1. Living with the Wrong People
Don’t just assume you will enjoy living with someone if they are your friend. You need to consider cleanliness, sleeping schedule and noise levels. Finding someone who is on your wavelength will make your living experience much easier and stress free.
Also, make sure you aren’t those freshers who secure a house together within the first month. These guys almost always end up finding better friends during the year and spend their second year wishing for different housemates. Additionally, most student accommodation contracts are for a fixed period of time. It is unlikely that there will be a ‘get out’ clause in your tenancy agreement, so you need to be 100% sure it is the place you want to live in and the people you want to live with.
2. Leaving House Hunting until the Last Minute
So, I’ve just told you not to rush into a house with the wrong people but now I’m telling you to get a head start on house hunting? Bear with me…
You must find the right balance between finding your best housemates and not being left with the worst properties on the market. After all, it’s only logical that the best properties will be snapped up first. However, you should note that not all estate agencies release houses onto the market at the same time. However, rest assured, you do not have to find your house in the first term (I know I didn’t and that worked out fine) and often in the second term more houses become available.

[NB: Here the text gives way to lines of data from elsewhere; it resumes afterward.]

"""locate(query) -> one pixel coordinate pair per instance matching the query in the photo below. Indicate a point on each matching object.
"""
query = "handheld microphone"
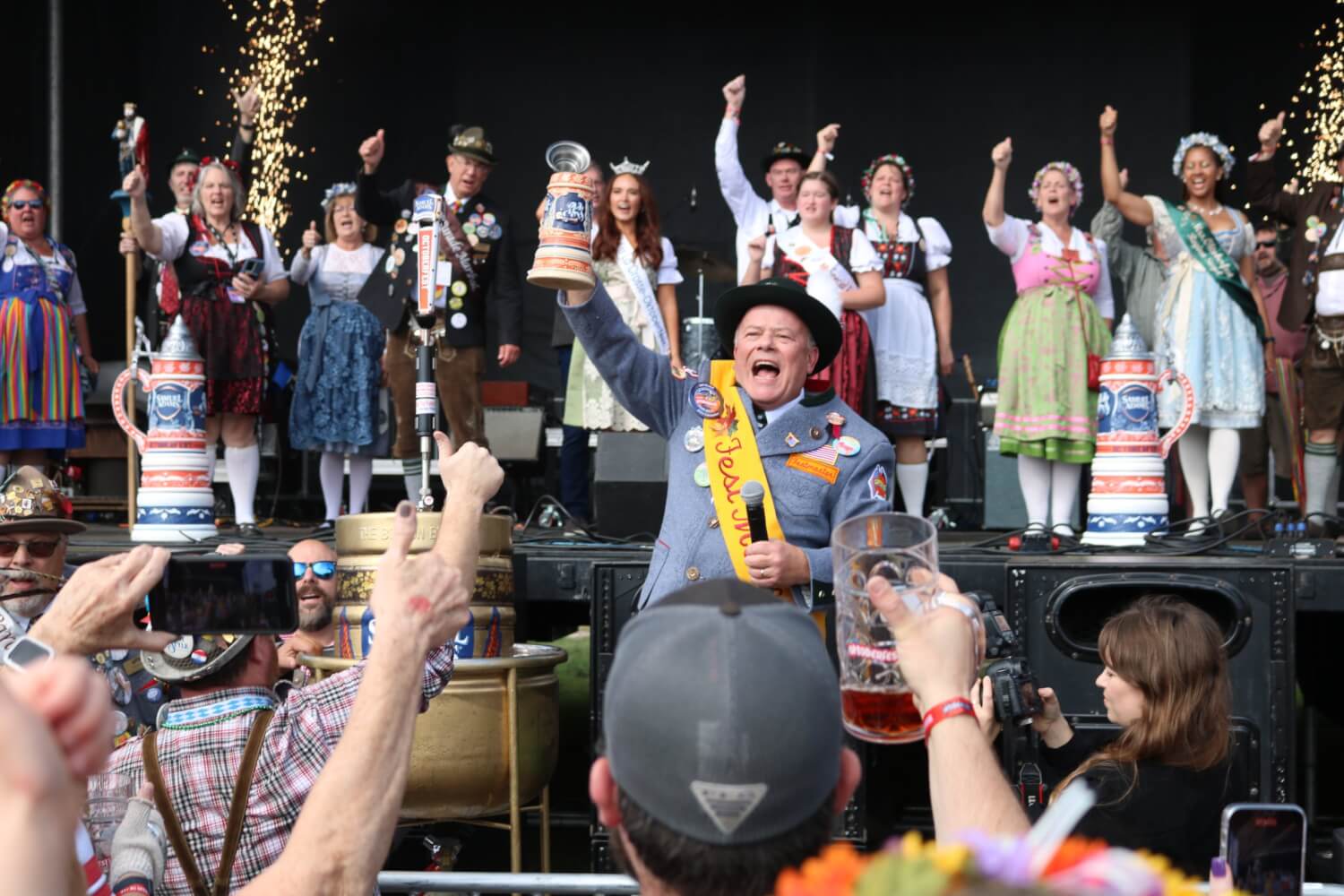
(753, 495)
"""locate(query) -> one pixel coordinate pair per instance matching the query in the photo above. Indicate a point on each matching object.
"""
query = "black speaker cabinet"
(1058, 606)
(629, 484)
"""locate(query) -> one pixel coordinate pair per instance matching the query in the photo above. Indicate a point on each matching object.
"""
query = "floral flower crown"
(344, 188)
(1075, 180)
(1203, 139)
(890, 159)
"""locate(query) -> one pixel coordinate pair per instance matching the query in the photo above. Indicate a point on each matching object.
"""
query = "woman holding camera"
(1161, 783)
(228, 271)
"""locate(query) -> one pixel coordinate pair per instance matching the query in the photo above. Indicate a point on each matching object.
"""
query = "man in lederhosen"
(476, 266)
(1314, 292)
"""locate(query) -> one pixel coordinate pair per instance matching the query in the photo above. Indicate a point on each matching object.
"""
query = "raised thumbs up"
(371, 152)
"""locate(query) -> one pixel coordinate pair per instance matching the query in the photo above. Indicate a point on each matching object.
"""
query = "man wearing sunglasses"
(35, 530)
(314, 583)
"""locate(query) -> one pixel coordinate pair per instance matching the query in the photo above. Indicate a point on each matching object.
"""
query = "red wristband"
(946, 710)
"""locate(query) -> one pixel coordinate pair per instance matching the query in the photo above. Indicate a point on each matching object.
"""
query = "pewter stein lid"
(177, 344)
(1126, 344)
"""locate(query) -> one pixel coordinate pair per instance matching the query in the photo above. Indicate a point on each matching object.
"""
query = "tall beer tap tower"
(429, 220)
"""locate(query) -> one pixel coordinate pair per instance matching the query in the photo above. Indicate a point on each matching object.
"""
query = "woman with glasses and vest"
(1047, 402)
(228, 271)
(637, 266)
(45, 333)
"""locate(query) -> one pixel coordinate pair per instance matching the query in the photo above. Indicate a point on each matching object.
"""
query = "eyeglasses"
(322, 568)
(38, 549)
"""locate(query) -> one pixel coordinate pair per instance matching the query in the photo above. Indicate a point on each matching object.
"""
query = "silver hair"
(239, 194)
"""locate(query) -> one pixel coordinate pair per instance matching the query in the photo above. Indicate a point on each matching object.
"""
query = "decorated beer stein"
(175, 501)
(564, 255)
(1128, 495)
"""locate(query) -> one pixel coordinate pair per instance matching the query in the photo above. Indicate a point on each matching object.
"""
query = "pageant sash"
(1203, 246)
(733, 458)
(639, 280)
(814, 260)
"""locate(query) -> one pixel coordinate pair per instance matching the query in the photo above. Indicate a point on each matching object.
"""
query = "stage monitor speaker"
(1058, 606)
(629, 484)
(515, 433)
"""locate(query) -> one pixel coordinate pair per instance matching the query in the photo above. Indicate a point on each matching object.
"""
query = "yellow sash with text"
(733, 458)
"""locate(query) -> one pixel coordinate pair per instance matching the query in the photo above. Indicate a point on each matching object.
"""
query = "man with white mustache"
(314, 587)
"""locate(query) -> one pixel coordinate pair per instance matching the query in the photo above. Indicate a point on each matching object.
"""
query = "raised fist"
(736, 91)
(827, 137)
(1107, 120)
(134, 183)
(1002, 153)
(1271, 132)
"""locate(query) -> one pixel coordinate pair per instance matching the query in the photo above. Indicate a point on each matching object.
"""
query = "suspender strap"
(237, 809)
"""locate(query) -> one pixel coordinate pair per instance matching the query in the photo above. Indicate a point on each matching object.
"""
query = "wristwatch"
(26, 651)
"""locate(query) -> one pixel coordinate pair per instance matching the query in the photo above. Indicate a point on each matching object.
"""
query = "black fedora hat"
(820, 320)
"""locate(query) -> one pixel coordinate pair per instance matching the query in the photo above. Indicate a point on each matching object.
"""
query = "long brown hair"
(1174, 653)
(648, 245)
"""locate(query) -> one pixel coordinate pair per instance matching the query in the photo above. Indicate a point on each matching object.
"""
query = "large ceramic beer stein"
(1128, 495)
(175, 501)
(564, 255)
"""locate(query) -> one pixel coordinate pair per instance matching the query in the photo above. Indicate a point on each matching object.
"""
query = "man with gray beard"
(314, 584)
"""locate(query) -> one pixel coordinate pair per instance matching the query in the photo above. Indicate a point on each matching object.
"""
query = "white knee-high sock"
(1225, 449)
(1034, 477)
(331, 470)
(1193, 463)
(913, 479)
(1319, 468)
(360, 477)
(1332, 492)
(244, 468)
(1064, 492)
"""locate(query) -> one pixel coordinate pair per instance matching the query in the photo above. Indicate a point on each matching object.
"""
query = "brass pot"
(460, 756)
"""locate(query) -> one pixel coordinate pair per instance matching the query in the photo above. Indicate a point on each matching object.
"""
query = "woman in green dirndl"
(1047, 413)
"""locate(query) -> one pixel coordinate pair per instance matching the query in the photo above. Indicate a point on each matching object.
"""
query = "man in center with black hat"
(741, 421)
(476, 269)
(784, 166)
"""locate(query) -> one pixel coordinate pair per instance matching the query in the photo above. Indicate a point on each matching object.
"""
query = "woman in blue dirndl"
(340, 351)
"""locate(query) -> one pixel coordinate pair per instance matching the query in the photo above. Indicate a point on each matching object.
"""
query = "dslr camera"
(1015, 696)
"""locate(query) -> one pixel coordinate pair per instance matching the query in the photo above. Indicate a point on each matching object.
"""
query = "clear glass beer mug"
(875, 699)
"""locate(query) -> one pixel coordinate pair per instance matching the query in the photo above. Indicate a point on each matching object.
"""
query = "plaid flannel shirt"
(201, 767)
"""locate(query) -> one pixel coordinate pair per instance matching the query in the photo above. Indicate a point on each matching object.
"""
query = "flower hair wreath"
(1209, 142)
(1075, 180)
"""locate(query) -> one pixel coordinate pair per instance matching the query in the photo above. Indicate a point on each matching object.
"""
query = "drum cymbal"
(693, 257)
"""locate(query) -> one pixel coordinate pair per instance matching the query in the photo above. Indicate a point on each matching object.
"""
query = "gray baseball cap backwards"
(722, 713)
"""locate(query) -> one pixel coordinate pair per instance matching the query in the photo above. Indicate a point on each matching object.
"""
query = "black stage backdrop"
(938, 90)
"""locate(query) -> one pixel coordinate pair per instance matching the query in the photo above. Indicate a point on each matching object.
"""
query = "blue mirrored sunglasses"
(322, 568)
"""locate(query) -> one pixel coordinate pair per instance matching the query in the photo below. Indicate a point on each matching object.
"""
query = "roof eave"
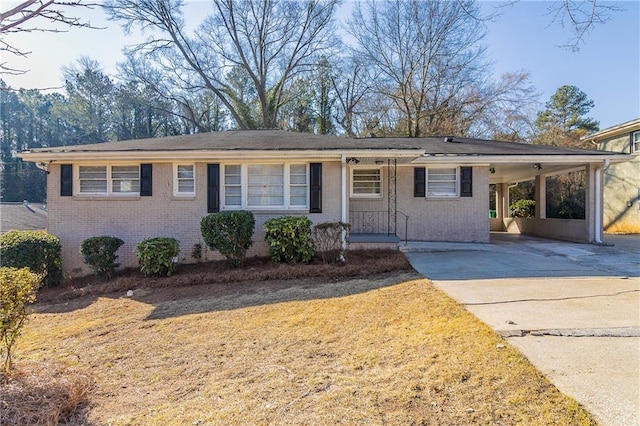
(207, 155)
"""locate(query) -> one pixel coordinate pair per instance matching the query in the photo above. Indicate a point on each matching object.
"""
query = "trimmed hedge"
(290, 239)
(156, 256)
(229, 233)
(328, 237)
(36, 250)
(523, 208)
(17, 290)
(100, 254)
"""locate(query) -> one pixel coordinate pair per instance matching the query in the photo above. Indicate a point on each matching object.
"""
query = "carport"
(507, 171)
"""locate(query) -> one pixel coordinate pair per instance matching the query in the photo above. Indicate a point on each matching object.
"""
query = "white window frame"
(244, 187)
(431, 194)
(375, 196)
(177, 179)
(109, 180)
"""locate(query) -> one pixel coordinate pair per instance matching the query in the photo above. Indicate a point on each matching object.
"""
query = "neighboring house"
(434, 189)
(22, 216)
(621, 181)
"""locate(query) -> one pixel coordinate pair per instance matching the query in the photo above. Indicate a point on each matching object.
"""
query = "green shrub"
(328, 238)
(229, 233)
(17, 290)
(289, 239)
(570, 209)
(523, 208)
(36, 250)
(156, 256)
(100, 254)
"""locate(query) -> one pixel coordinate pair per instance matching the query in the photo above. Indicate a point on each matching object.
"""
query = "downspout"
(508, 212)
(343, 203)
(597, 220)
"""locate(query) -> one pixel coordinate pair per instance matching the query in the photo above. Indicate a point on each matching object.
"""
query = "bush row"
(290, 239)
(36, 250)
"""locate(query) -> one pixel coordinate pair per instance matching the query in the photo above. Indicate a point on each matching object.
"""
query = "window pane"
(90, 172)
(125, 179)
(93, 179)
(185, 176)
(232, 188)
(265, 185)
(93, 186)
(367, 182)
(186, 186)
(442, 182)
(185, 172)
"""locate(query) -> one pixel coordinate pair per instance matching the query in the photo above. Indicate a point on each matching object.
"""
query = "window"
(232, 186)
(125, 179)
(266, 186)
(109, 180)
(298, 185)
(366, 182)
(93, 179)
(185, 180)
(442, 182)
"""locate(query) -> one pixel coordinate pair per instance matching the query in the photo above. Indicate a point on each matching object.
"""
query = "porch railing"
(369, 222)
(376, 222)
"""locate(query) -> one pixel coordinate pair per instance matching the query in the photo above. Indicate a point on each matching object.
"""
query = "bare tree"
(268, 42)
(426, 53)
(35, 15)
(579, 16)
(351, 86)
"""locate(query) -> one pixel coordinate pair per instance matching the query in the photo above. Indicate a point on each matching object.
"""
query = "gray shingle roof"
(278, 140)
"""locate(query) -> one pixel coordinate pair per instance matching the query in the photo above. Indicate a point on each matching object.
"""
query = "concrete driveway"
(572, 309)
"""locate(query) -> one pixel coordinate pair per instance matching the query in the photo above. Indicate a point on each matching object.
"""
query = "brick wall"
(73, 219)
(462, 219)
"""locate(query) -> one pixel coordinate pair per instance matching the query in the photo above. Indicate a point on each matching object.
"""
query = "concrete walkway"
(572, 309)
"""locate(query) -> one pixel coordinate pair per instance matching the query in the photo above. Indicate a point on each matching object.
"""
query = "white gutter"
(526, 158)
(175, 155)
(598, 202)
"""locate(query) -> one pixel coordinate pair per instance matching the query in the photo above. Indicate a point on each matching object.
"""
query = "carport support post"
(541, 196)
(591, 210)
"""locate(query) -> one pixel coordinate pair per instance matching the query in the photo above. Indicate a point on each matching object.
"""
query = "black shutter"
(419, 182)
(66, 180)
(213, 188)
(146, 180)
(315, 188)
(466, 181)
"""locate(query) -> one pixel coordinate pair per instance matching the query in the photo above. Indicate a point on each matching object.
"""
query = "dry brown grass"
(44, 394)
(385, 349)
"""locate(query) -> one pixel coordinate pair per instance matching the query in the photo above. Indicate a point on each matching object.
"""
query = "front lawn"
(381, 349)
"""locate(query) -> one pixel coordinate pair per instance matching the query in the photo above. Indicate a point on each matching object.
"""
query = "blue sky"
(607, 67)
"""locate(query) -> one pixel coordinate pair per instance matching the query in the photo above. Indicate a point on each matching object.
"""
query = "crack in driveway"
(575, 332)
(554, 299)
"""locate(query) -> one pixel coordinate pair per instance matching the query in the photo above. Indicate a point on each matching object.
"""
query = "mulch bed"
(258, 272)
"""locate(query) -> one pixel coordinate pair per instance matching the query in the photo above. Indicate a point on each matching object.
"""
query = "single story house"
(621, 181)
(428, 189)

3. Not Reading the Tenancy Agreement
Unfortunately, if you agree not to use blue tack on the walls, you cannot use blue tack on the walls. Not all tenancy agreement will have clauses like this but make sure you give the agreement a proper read and look out for any peculiar rules and regulations.
You must also check the furniture that is included in the inventory list. You don’t want to turn up in September and realise those lovely leather sofas have vanished. As a student you will need the property to be fully furnished so this is a crucial step.
Be aware the agreement you’re signing is most likely a joint tenancy agreement. This means you are all responsible for each other’s debts and damages. If one of the tenants moves out without giving the notice or paying rent then the remaining tenants are liable to pay that tenant’s share. Therefore, it is even more vital to be living with people you can trust and rely on.
4. Not Asking Enough Questions to Previous Tenants
The previous tenants are undoubtedly the best people to ask about anything house related. After all, they’ve actually lived there. On Student Angle we make it really easy for you to get in contact with a previous tenant; just leave a comment on the house review and fingers crossed the tenant will get back to you shortly!
You can also find a wealth of information from these house reviews that will help you make an informed housing decision. There you can find anything from particular property issues flagged up by previous tenants and even ratings for travel links and storage spaces!
5. Living too far from Campus
It can be incredibly tempting to bag a bargain house far from campus. However, this comes with many challenges. The long commute can discourage you from going to university and you will find it harder to find time for on-campus student events. This can leave you feeling left out and could have a really negative impact on your university experience.